The inhibitors work better in some types of cancers than others, but a distinctive pattern has emerged: For patients who are helped by these “checkpoint inhibitors”, the benefits tend to last for years – in some cases, it appears, indefinitely.
Today, immunotherapies benefit a relatively small percentage of patients. The challenge is to find out why – and how to bring benefits to others with cancer.

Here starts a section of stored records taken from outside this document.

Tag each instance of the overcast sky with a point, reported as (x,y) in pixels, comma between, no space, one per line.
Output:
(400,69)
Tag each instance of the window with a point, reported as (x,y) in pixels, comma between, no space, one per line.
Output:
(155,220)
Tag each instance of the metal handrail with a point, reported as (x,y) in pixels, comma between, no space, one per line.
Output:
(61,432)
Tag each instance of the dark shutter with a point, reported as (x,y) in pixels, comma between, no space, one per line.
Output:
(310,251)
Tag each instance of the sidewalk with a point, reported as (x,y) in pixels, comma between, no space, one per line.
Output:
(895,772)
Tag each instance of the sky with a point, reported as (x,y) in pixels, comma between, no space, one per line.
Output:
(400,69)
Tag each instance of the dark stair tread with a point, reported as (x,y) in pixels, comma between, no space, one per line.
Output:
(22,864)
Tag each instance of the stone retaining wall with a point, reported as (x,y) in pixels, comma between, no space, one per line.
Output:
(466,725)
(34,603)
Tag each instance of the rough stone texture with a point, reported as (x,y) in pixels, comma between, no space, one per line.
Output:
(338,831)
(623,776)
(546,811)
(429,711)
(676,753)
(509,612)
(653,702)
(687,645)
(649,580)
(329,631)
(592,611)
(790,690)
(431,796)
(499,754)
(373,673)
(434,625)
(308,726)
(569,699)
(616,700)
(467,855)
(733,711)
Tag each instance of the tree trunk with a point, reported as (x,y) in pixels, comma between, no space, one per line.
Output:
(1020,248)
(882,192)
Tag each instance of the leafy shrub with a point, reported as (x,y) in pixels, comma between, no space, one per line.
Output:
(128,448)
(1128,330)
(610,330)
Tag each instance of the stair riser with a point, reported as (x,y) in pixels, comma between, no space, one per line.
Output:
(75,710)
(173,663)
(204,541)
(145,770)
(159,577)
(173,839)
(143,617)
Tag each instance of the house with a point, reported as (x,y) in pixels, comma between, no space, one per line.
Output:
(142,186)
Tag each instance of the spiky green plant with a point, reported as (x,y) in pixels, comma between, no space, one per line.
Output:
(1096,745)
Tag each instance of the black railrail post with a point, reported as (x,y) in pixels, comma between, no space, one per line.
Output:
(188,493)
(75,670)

Freeman, one of the pioneers of immunotherapy, says that the future of immune checkpoint blockers for cancer almost certainly involves combination with other types of treatment – radiation therapy, targeted drugs, cancer vaccines, and some chemotherapy agents.
Today, scientists whose work first generated skepticism are now celebrated as visionaries, as the world races to expand the immunotherapy arsenal.